At the most basic level, an :class:`~anndata.AnnData` object ``adata`` stores
a data matrix (``adata.X``), dataframe-like annotation of observations
(``adata.obs``) and variables (``adata.var``) and unstructured dict-like
annotation (``adata.uns``). Values can be retrieved and appended via
``adata.obs['key1']`` and ``adata.var['key2']``. Names of observations and
variables can be accessed via ``adata.obs_names`` and ``adata.var_names``,
respectively. :class:`~anndata.AnnData` objects can be sliced like
dataframes, for example, ``adata_subset = adata[:, list_of_gene_names]``.
For more, see this `blog post <http://falexwolf.de/blog/171223_AnnData_indexing_views_HDF5-backing/>`__.

To read a data file to an :class:`~anndata.AnnData` object, call::

    adata = sc.read(filename)

to initialize an :class:`~anndata.AnnData` object.
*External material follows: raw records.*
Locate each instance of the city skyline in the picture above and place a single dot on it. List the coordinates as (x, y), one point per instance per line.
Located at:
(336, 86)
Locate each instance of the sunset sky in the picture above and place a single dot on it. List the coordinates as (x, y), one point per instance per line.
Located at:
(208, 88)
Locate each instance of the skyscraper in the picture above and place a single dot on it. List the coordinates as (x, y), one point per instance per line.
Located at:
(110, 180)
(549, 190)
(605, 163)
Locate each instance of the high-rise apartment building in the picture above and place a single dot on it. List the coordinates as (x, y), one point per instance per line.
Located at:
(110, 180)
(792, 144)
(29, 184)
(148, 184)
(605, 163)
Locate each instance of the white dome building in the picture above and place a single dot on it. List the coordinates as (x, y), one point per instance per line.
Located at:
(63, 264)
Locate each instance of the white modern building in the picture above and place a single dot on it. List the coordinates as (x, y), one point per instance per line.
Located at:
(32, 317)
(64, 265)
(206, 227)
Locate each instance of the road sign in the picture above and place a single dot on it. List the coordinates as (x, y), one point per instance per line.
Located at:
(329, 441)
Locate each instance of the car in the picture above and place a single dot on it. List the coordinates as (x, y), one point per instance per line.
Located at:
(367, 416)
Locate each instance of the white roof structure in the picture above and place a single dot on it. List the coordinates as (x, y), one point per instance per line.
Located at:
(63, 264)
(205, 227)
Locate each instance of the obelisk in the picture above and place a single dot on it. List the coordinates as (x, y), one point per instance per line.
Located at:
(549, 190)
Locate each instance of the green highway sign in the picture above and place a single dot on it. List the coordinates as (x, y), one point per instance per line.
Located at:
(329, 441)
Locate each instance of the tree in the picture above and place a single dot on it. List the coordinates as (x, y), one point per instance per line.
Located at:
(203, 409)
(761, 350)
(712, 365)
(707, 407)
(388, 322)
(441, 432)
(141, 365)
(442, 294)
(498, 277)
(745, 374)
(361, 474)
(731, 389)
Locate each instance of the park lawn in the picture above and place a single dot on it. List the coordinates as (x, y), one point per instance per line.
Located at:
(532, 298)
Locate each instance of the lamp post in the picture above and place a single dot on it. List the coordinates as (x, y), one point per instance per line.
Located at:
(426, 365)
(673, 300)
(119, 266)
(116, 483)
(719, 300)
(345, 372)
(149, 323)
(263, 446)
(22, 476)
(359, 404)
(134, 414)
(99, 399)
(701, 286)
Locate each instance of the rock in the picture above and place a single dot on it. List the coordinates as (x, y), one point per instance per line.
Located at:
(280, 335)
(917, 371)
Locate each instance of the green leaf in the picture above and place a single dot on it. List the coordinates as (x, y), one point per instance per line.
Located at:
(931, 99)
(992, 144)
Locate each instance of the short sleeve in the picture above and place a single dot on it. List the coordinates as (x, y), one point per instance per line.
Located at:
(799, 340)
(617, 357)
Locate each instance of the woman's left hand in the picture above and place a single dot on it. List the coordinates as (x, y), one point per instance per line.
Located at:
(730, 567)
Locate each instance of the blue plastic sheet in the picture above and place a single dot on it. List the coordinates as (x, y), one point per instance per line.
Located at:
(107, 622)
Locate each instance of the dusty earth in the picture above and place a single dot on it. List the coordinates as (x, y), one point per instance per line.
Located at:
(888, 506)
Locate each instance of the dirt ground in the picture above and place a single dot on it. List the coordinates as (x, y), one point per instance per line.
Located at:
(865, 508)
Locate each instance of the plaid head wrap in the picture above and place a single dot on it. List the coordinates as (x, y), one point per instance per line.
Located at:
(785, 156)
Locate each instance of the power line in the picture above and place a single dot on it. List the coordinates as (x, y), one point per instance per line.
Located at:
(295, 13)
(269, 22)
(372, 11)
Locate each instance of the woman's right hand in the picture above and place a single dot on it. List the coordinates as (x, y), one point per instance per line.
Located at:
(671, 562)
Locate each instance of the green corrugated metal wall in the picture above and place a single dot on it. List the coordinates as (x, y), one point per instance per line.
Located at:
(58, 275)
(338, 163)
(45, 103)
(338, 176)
Possibly add further annotation using, e.g., ``pd.read_csv``::

    import pandas as pd
    anno = pd.read_csv(filename_sample_annotation)
    adata.obs['cell_groups'] = anno['cell_groups']  # categorical annotation of type pandas.Categorical
    adata.obs['time'] = anno['time']                # numerical annotation of type float
    # alternatively, you could also set the whole dataframe
    # adata.obs = anno

To write, use::

    adata.write(filename)
    adata.write_csvs(filename)
    adata.write_loom(filename)


.. _Seaborn: http://seaborn.pydata.org/
.. _matplotlib: http://matplotlib.org/